I just heard someone say "yeah, no" to start a sentence and I know that I also use that phrase sometimes but have never thought how stupid it sounds. I decided to google it to see why we say it and where it came from and I came across this thread so I decided to weigh in. I live in Canada and I hear and say that awful phrase to start sentences that have nothing to do with a yes or a no answer. Though I know we're no longer saying "you know" or "y'know" I believe it is possible that that's where this originated from.


----------



## JustKate

I kind of like _yeah no_. I don't think I use it often, but I definitely use it. In my experience, it's used to affirm part of a statement (often a very small part) but deny the main point of the statement.
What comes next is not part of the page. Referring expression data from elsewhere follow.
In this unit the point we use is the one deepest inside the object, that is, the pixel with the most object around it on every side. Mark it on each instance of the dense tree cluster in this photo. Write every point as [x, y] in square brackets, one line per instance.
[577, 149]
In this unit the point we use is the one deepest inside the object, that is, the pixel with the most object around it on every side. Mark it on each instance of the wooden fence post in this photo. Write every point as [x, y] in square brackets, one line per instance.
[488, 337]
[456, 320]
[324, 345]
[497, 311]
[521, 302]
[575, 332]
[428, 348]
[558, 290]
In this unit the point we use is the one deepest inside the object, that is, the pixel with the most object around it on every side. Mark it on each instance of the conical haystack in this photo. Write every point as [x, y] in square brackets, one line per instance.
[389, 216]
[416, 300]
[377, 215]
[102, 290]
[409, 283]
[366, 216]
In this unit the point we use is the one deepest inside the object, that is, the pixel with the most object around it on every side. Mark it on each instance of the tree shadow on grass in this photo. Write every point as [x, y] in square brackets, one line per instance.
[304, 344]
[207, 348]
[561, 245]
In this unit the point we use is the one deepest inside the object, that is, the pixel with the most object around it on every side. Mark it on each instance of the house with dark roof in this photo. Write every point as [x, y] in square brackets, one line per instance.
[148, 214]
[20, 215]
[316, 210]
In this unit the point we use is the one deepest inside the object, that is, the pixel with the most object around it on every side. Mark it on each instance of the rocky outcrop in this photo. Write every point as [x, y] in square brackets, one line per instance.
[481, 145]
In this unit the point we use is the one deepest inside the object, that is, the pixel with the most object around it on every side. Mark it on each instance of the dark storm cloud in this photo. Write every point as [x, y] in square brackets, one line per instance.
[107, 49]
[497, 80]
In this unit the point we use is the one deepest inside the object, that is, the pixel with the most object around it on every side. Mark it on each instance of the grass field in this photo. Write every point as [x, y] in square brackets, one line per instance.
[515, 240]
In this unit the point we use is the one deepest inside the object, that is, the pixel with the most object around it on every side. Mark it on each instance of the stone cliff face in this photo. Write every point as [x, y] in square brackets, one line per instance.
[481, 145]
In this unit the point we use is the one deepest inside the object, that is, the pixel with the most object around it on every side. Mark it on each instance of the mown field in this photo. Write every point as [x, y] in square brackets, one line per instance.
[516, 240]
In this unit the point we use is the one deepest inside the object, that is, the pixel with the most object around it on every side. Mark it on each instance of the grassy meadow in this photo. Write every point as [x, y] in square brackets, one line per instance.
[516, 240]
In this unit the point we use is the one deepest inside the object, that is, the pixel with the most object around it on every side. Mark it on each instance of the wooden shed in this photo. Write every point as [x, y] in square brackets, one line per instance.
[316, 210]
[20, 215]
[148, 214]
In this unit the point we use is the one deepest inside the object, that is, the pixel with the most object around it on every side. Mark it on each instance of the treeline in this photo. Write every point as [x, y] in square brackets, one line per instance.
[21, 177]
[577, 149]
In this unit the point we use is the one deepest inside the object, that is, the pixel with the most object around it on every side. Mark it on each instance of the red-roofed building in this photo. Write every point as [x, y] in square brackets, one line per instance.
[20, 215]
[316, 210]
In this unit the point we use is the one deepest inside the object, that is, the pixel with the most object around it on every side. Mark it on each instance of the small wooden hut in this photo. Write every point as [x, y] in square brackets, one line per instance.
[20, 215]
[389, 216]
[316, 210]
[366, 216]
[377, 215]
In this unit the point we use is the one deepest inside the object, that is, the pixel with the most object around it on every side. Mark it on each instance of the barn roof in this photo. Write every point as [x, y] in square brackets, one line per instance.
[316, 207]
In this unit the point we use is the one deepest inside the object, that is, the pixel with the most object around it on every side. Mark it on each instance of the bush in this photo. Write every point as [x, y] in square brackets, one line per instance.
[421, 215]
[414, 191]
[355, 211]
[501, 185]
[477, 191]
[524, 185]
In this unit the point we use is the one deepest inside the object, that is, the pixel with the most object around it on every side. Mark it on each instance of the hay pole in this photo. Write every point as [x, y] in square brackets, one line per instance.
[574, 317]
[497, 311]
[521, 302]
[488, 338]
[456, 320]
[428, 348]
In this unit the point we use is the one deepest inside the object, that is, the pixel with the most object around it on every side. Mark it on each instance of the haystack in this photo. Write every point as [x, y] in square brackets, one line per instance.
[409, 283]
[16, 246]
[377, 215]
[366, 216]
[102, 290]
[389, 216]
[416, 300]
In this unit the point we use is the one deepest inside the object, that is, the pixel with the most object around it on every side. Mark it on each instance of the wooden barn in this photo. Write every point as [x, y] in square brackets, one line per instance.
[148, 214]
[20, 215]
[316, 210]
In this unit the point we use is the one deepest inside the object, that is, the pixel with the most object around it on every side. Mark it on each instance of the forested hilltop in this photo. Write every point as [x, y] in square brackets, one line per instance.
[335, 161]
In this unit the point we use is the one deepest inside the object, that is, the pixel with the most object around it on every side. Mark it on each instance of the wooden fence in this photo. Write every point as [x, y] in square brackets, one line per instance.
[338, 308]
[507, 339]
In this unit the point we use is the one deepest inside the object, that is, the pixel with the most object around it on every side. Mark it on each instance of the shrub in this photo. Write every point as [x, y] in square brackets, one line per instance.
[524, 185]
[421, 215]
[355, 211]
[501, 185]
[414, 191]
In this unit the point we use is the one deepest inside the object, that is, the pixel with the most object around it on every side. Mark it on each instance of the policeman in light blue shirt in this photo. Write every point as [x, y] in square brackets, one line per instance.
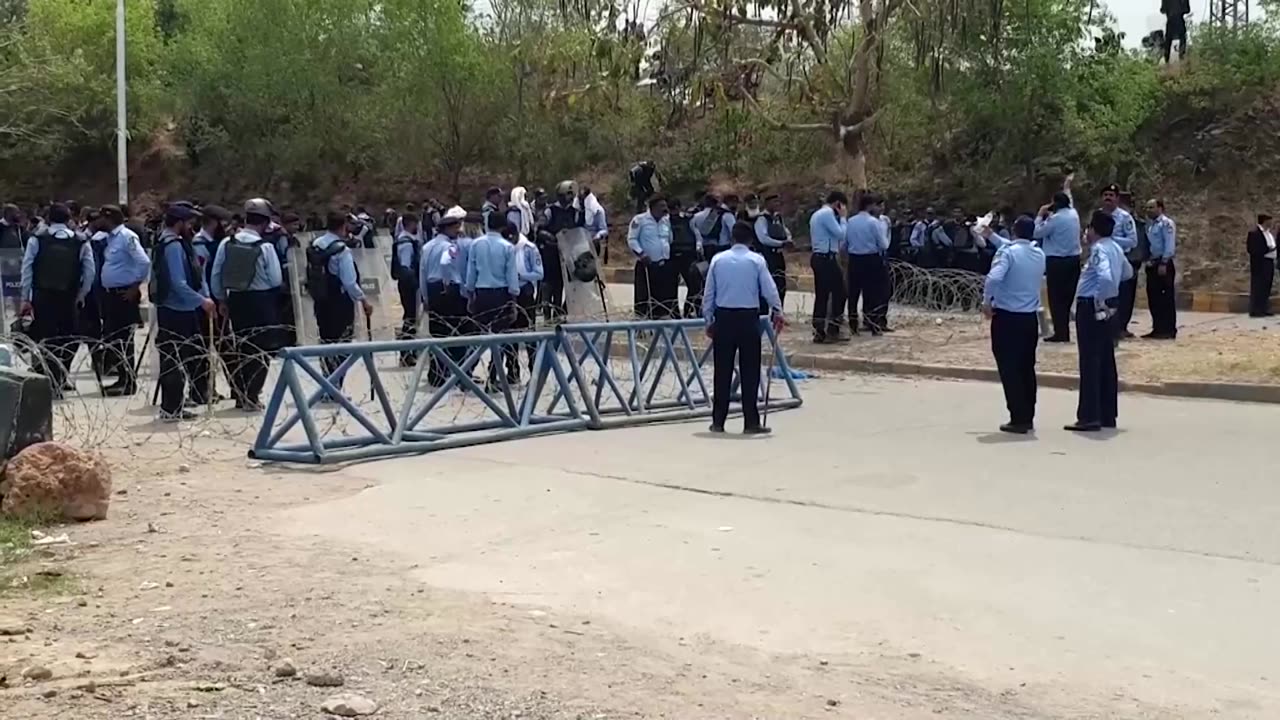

For example: 
A: Would you like to do ____(whatever)___?
B: Yeah (I appreciate the invitation but) no (I definitely don't want to do that).


----------



## dadane

This is everyday speech in NZ, so much so that I have picked up the habit myself. It serves the same function as 'yes and no' does in BE but doesn't require the elaboration.


----------



## suzi br

Marvellous!  I predict you spot it in The Telegraph by the end of 2015.


----------



## ewie

JustKate said:


> In my experience, it's used to affirm part of a statement (often a very small part) but deny the main point of the statement.





dadane said:


> It serves the same function as 'yes and no'


It performs neither of those sophisticated functions in the UK.  Here it's no more meaningful than (say) farting or burping before every utterance.


suzi br said:


> Marvellous!  I predict you spot it in The Telegraph by the end of 2015.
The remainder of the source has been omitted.